Before showing the code, notice that Python's doctest module was used to in-line test examples and edge cases directly in the code. Run them to see that they pass.

# run the tests in this modules method comments
python -m doctest -v trie_dna_optimized.py


Trying:
    calculate_fraction(make_trie([]), {'A'})
Expecting:
    Traceback (most recent call last):
     ...
    ValueError: Can not estimate frequency if no sequences are provided
ok
Trying:
    calculate_fraction(make_trie(['A', 'C', 'T', 'G']), {'A'})
Expecting:
    0.25
ok
Trying:
    calculate_fraction(make_trie(['ACTG', 'AACT', 'TCAGG', 'TTGGA']), {'G', 'C'})
Expecting:
    0.4444444444444444
ok
Trying:
    calculate_fraction(make_trie(['ACTG', 'AACT', 'TCAGG', 'TTGGA']), {'A', 'C', 'G', 'T'})
Expecting:
    1.0
ok
Trying:
    calculate_fraction(make_trie(['ACTG', 'AACT', 'TCAGG', 'ACTG', 'ACTG', 'GGCG', 'TTGGA']), {'C', 'G'})
Expecting:
    0.5333333333333333
ok
Trying:
    calculate_fraction(make_trie(['CGGCGGA', 'CGGCGGC', 'CGGCGGG', 'CGGCGGT', 'CGGCGGN']), {'C', 'G'})
Expecting:
    0.9142857142857143
ok
1 items passed all tests:
   6 tests in trie_dna_optimized.calculate_fraction
6 tests in 15 items.
6 passed and 0 failed.
Test passed.

See trie_dna.py for a succinct version of a trie using a Python class with __slots__, which saves on the overhead of normal Python object creation (see memory_usage.py), including preventing the per-object dict. This code is ~100 lines and solves the main challenge.

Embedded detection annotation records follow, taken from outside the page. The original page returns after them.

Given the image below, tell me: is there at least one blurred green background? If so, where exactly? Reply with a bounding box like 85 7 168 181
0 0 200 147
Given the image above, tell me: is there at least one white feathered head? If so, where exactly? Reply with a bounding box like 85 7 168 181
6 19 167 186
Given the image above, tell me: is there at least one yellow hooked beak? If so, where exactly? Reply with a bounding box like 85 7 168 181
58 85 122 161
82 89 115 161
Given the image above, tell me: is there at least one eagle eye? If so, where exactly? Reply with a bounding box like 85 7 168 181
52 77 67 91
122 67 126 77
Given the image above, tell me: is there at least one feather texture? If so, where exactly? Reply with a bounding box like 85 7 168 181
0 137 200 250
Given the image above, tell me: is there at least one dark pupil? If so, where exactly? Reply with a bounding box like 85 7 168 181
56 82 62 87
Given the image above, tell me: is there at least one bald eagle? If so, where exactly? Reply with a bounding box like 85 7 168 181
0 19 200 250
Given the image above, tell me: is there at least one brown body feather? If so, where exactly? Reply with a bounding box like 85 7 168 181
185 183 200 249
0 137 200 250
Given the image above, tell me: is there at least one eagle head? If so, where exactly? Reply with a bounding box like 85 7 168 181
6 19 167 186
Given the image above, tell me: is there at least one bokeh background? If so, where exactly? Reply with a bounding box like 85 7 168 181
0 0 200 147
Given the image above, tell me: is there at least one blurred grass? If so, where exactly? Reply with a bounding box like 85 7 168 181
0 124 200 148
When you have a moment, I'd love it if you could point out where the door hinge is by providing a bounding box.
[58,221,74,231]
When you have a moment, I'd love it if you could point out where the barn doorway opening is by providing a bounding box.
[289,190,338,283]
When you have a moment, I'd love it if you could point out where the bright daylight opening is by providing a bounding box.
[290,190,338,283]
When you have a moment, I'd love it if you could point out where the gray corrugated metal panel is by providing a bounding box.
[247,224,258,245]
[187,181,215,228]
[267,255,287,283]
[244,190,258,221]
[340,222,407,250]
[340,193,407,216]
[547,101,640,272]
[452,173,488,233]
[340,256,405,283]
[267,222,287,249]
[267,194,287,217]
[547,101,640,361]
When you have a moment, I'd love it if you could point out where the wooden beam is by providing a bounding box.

trie_dna_optimized.py is discussed more below. It is more interesting because it uses both Python memory optimization and algorithm implementation-specific memory optimization. A simliar memory test was done using memory_usage_optimized.py and has the output shown below.

python memory_usage_optimized.py

Memory Usage Per Data Structure

* Unoptimized (trie_dna.py) = 1784
* Optimized (trie_dna_optimized.py) = 1232
* Optimized Compressed (trie_dna_optimized.py) = 888

FragileX-like Repetitive Sequence Memory Savings (aka using "Compressed" mode)

* Unoptimized (trie_dna.py) = 635480
* Optimized (trie_dna_optimized.py) = 571912
* Optimized Compressed (trie_dna_optimized.py) = 40176

The top series is for the larger set of sequences provided as an example. It shows that the __slots__-based implementation can be easily reduced by almost half. The second example shows a more complex example where CGG/CGN tri-allelic repeats are randomly appended 50 times to represent a mutated individual that has Fragile X and a DNA sequencer that gets confused by the GG repeats sometimes. 100 similar not identical randomized sequences are combined in the trie. The repetitive sequence "compression" notably reduces memory usage by over 90%!

You can see the source-code for implementation details and some notes. Here are high-level optimizations that were done for the final results.

  1. __slots__ is still used same as before -- avoids the Python class dict overhead. This results in Node instances of 120 bytes being used for each node in the trie.

  2. Use int as a terminal marker instead of a Node intance with None for all the possible children nodes. Results in 32 vs 120 bytes per terminal node in the trie.

  3. Use Node vs NodeWithCount to drop the count internal var from objects that would always have a value of 0 for it. 88 vs 120 bytes per node

  4. Use NodeCompressed to use a sys.intern string for non-branching paths through the trie. This saves substantial memory (~90%! in test CGG repeat regions)

    a. Non-branching paths used to be (N * 120) bytes where N = path length (aka number of nodes). NodeCompressed uses on the order of (120 + N) bytes

    b. sys.intern deduplicates memory usage for common strings. e.g. if CGG appears in many places in the graph, it is reduced to one instance in memory referenced by three different pointers.